Occurring as they did on the same day as the people of Wisconsin voted to retain Governor Scott Walker, whose recall was largely seen as catalyzed by his efforts to trim the collective bargaining rights of public sector unions and require a higher contribution to worker pensions, the results may offer a foretaste of what some observers have seen as a nationwide trend to contain burgeoning retirement costs by cutting benefits.

In San Diego, voters passed the pension measure, known as Proposition B, by a 2-to-1 margin. The reform would introduce a 401(k) style retirement plan for most new public employees and would also freeze pensionable pay for a 5-year period. Implementing the plan could save the city anywhere from $500 million to $2.1 billion over 30 years.

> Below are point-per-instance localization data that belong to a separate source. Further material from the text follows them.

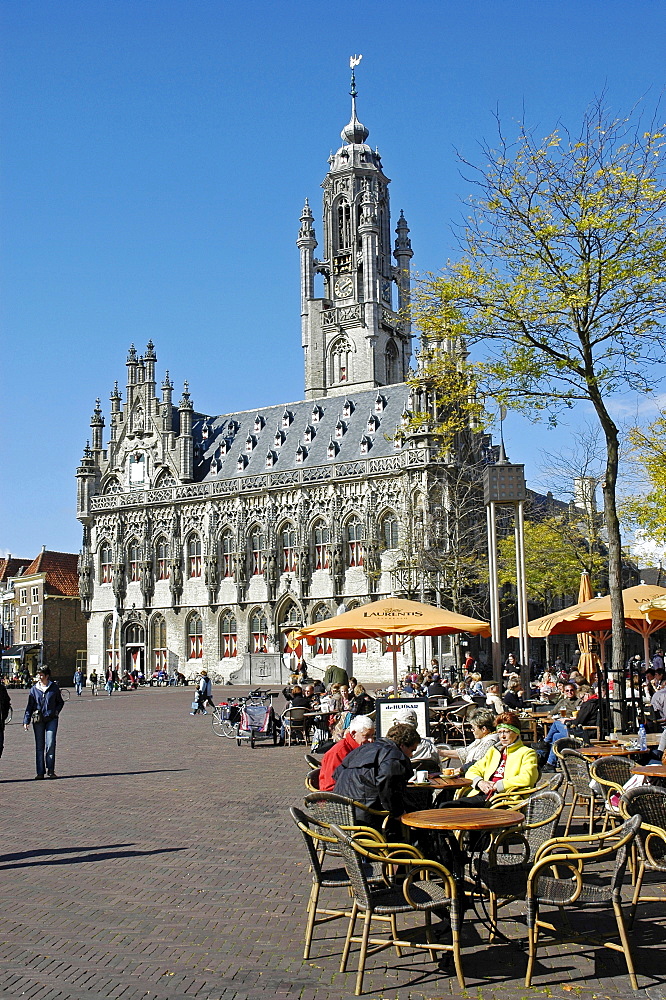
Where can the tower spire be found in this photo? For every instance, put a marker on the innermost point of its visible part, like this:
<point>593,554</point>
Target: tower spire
<point>354,131</point>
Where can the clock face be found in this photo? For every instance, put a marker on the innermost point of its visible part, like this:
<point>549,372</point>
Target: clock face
<point>344,287</point>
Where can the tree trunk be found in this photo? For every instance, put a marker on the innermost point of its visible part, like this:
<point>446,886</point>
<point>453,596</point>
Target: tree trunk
<point>619,654</point>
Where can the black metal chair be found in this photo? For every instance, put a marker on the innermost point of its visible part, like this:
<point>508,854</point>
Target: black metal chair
<point>568,855</point>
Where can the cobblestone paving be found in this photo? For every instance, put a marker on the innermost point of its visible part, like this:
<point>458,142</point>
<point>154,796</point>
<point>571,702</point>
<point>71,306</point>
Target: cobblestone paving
<point>163,865</point>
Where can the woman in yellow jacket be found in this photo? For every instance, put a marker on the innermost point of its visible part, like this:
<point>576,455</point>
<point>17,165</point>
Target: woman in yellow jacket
<point>508,767</point>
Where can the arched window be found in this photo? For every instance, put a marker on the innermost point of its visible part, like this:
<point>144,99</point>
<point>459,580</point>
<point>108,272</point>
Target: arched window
<point>134,559</point>
<point>158,643</point>
<point>340,361</point>
<point>257,551</point>
<point>288,540</point>
<point>194,556</point>
<point>322,537</point>
<point>162,553</point>
<point>354,542</point>
<point>389,528</point>
<point>228,635</point>
<point>258,633</point>
<point>344,224</point>
<point>392,366</point>
<point>323,644</point>
<point>134,634</point>
<point>289,620</point>
<point>227,554</point>
<point>358,645</point>
<point>111,644</point>
<point>194,637</point>
<point>105,563</point>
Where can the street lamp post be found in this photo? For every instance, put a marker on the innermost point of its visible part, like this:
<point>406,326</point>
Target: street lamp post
<point>504,486</point>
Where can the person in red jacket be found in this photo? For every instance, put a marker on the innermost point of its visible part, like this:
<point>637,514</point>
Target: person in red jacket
<point>361,730</point>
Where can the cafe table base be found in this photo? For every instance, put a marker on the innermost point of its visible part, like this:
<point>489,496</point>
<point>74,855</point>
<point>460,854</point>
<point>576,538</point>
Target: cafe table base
<point>445,823</point>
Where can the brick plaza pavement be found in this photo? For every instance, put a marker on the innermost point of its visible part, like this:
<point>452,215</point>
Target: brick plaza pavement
<point>163,865</point>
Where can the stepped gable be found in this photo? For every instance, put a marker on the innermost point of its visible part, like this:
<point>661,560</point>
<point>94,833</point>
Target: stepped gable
<point>62,578</point>
<point>12,566</point>
<point>374,415</point>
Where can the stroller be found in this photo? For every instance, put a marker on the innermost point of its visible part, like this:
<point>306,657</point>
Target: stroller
<point>257,719</point>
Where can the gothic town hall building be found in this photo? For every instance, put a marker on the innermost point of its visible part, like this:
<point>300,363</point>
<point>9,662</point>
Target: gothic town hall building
<point>205,537</point>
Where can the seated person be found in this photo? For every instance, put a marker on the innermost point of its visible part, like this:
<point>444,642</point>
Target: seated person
<point>482,721</point>
<point>361,730</point>
<point>513,696</point>
<point>361,703</point>
<point>425,755</point>
<point>569,700</point>
<point>376,774</point>
<point>508,767</point>
<point>493,700</point>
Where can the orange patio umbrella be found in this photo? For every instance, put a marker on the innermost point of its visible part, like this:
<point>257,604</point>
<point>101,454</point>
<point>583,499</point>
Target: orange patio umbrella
<point>396,619</point>
<point>595,616</point>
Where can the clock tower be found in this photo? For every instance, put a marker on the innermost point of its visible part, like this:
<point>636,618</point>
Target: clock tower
<point>357,335</point>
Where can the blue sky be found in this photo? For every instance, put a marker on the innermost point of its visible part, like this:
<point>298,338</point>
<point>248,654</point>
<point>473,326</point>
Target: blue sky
<point>156,158</point>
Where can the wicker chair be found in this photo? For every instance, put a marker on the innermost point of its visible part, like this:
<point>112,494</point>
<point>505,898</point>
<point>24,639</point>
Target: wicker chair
<point>316,839</point>
<point>562,856</point>
<point>650,804</point>
<point>505,869</point>
<point>427,887</point>
<point>611,773</point>
<point>577,772</point>
<point>328,808</point>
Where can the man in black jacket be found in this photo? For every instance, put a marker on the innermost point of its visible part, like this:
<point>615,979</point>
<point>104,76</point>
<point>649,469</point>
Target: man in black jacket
<point>376,774</point>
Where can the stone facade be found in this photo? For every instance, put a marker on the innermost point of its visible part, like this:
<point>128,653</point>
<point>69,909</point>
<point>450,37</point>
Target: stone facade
<point>206,537</point>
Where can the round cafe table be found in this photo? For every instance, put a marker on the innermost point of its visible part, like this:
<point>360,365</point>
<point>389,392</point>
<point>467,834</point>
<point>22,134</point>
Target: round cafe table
<point>445,823</point>
<point>655,771</point>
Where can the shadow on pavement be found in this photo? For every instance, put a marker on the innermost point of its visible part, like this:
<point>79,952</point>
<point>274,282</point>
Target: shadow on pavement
<point>100,856</point>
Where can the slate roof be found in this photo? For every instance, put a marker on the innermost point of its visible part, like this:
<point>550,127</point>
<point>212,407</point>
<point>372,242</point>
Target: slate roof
<point>11,566</point>
<point>62,578</point>
<point>218,441</point>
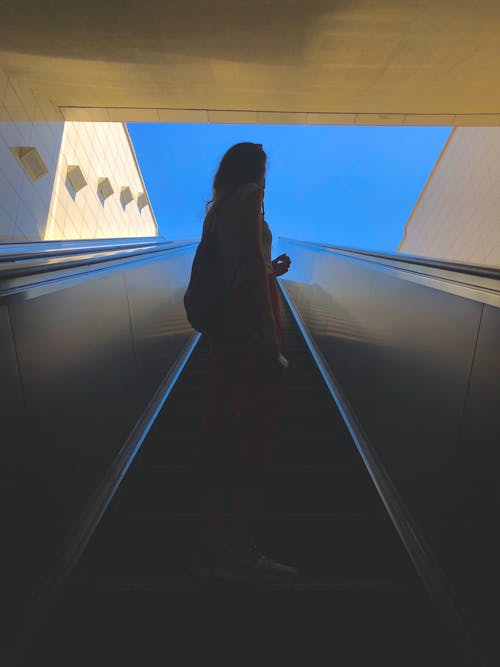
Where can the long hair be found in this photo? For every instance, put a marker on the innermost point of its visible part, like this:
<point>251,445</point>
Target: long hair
<point>242,163</point>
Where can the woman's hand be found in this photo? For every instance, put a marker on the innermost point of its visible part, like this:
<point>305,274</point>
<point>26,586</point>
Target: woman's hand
<point>281,264</point>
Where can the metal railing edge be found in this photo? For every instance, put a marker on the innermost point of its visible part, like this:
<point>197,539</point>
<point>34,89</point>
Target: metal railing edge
<point>419,551</point>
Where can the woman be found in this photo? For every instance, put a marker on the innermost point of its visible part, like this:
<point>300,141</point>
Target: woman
<point>245,378</point>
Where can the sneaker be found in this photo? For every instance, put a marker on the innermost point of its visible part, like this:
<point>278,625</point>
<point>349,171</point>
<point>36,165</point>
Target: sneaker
<point>251,565</point>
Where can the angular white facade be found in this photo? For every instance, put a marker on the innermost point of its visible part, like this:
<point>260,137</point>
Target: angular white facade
<point>457,216</point>
<point>51,173</point>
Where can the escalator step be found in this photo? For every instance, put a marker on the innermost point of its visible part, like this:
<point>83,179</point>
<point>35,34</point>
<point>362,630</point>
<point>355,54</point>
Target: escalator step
<point>331,546</point>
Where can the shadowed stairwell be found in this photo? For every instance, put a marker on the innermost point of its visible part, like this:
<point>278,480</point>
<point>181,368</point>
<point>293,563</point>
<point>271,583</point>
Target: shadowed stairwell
<point>130,602</point>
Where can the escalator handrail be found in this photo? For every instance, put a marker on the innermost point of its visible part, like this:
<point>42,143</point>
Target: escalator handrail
<point>26,259</point>
<point>456,267</point>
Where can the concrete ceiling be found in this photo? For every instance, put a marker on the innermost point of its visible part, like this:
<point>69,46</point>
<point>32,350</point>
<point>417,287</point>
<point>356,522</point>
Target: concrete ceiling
<point>340,61</point>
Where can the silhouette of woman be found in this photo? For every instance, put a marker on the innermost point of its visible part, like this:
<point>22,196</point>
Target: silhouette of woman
<point>245,379</point>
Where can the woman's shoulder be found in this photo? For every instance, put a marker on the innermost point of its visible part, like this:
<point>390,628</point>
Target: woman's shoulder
<point>244,191</point>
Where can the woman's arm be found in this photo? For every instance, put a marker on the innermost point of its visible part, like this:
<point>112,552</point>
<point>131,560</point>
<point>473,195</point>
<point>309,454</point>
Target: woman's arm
<point>254,258</point>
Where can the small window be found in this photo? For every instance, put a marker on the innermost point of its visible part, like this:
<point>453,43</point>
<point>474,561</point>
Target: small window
<point>126,195</point>
<point>30,161</point>
<point>142,200</point>
<point>76,177</point>
<point>105,188</point>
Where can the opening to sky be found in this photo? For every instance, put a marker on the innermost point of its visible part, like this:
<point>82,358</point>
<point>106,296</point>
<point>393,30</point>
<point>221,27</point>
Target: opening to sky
<point>342,185</point>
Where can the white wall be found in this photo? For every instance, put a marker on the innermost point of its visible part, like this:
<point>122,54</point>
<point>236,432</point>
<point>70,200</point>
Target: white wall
<point>100,149</point>
<point>24,204</point>
<point>458,215</point>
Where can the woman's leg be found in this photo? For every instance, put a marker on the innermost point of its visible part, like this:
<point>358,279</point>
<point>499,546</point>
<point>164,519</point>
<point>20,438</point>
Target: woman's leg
<point>259,425</point>
<point>214,452</point>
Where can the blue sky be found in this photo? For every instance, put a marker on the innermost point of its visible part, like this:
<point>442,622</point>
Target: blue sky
<point>342,185</point>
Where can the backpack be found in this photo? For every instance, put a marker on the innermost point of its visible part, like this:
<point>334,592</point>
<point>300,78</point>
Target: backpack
<point>207,297</point>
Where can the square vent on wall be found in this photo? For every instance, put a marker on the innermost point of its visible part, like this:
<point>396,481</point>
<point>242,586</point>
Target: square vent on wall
<point>142,200</point>
<point>30,161</point>
<point>105,188</point>
<point>126,195</point>
<point>76,177</point>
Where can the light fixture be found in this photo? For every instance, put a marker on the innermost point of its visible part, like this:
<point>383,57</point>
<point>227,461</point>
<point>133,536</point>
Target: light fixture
<point>105,188</point>
<point>142,200</point>
<point>126,195</point>
<point>76,177</point>
<point>30,161</point>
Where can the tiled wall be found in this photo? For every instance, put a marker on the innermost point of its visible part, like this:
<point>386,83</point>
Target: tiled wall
<point>458,215</point>
<point>101,150</point>
<point>24,204</point>
<point>48,208</point>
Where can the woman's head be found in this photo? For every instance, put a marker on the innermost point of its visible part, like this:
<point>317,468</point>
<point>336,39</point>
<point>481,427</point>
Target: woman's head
<point>242,163</point>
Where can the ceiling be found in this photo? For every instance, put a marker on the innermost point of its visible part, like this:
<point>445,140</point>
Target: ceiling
<point>315,61</point>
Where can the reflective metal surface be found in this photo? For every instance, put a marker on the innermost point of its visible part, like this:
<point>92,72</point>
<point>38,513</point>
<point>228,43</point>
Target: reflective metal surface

The proposal in San Jose, dubbed Measure B, passed by an equally wide margin, would provide for a more sweeping pension reform, affecting the benefits of current as well as future public employees. If it survives an inevitable legal challenge, Measure B would force workers to choose between reduced benefits or paying more for their existing plans, shift much of the cost of retirement benefits for future hires to the worker, require pension increases to be approved by voters, and tweak marginal benefits so as to limit costs. According to the Mercury News, San Jose’s yearly pension bill has increased over the past decade from $73 million to $245 million.

California’s state pension schemes, principally California Public Employees Retirement Systems (CalPERS) and California State Teachers’ Retirement System (CalSTRS), face as much as a half a trillion dollar unfunded liability, an April 2010 Stanford University study concluded. Municipality pension shortfalls across the state further add to that figure by many billions of dollars.

“This is going to encourage other jurisdictions in California to follow San Jose’s lead,” Joe Nation, a public policy professor at Stanford University, told the Wall Street Journal. “Pensions are the biggest challenge facing the state and local governments.”

Coming on the heels of municipal bankruptcies in Alabama and Rhode Island, exacerbated by unaffordable pension benefits, the success of these twin referendums in California may demonstrate to other ailing municipalities that pension reforms are not the electoral poison that they were long assumed to be.